There is a knock at the door, and Professor Sauerbruch steps in.
“Korthe!” he exclaims, “you’re supposed to be in bed, not painting!”
He surveys the artwork on the easel. He even pulls his glasses out of his breast pocket. “Have you no eyes in your head? Where on earth is this building in Berlin, this yellow tower here?”
“It’s not in Berlin, Herr Professor, it’s in my imagination,” beams Korthe.
“Ah-ah,” says Sauerbruch. “And the red glove? Or what is that?”
“The dog,” responds Korthe, offended.
“The dog,” murmurs Sauerbruch with a shake of his head. “Well, just don’t show that picture to Hitler, or you’re a dead man.”
“No, no,” stammers Korthe, “I’m in so-called ‘inner emigration’.”
Then Sauerbruch turns to Sirius. “Speaking of Hitler, the Führer called me. He wants to know if you are better at last, and I answered truthfully. You will be discharged tomorrow morning.”
Sirius whimpers in shock.
“I’m sorry,” says Sauerbruch. “You were our ray of sunshine here. We’ll miss you on the ward.”
He looks into the dog’s sad eyes. “Goodbye, little red glove. Look after yourself.”
*
The Red Army has already advanced into East Prussia, a
hefty blow. The Wolf’s Lair had to be evacuated, and the headquarters are now in the Berlin Chancellery once more.
Sirius is horrified when he sees the Führer again. The man is a shadow of his former self. He walks hunched over and has become old. His left arm and left leg shake. His face, too, is contorted with pain from the relentless colic. He is almost blind in his right eye.
It’s unfathomable, thinks the dog, that hosts of armies from all over the world are needed to free the world from this geriatric.
The Führer doesn’t even have the energy to bend over to his doggy and greet him.
“There you are,” he mumbles, “welcome back.”
Dr.
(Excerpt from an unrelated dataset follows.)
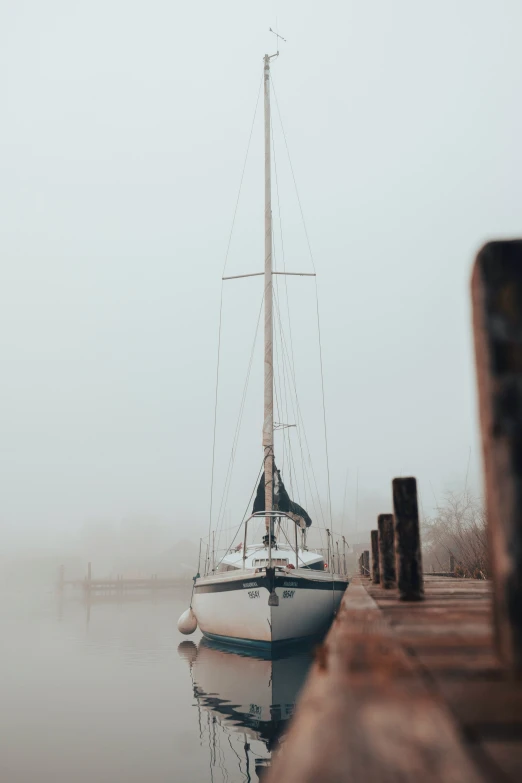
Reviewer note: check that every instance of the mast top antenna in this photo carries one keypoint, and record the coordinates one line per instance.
(278, 37)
Morell is now constantly by his side. The effect of the last “wonder injection” barely has time to fade before he administers the next. Then the dark mood lifts momentarily, and for a brief moment the Führer regards his final victory to be possible again.
“Only his iron will is keeping him on his feet now,” whispers Goebbels, full of amazement.
Field Marshal Model and Colonel-General Jodl arrive for a situation report. They bring depressing news.
“I’ve had enough of the never-ending defensive!” rants the Führer.
He means the Western Front, which is surrendering more ground with every passing day. The Allies have already reached the Rhine. The Rhine! Another few kilometres, thinks Hitler, and the Lorelei will be in their hands.
The Führer commands the offensive and christens it Operation Watch on the Rhine. It must be a battle which brandishes an iron fist to the enemy.
All of the Wehrmacht’s reserves are to be mobilized. It is all or nothing now. The annihilation of the Allies, or the end.
The attack begins on the 16th of December, on the stroke of 5:30 AM. The Führer himself trudges to the Adlerhorst command post on the Front, in order to give the annihilating blow the highest authority.
But after just a week, the attack collapses. The army from the West is too powerful and the attackers hopelessly inferior, the majority of them children in uniform or doddery old men with helmets.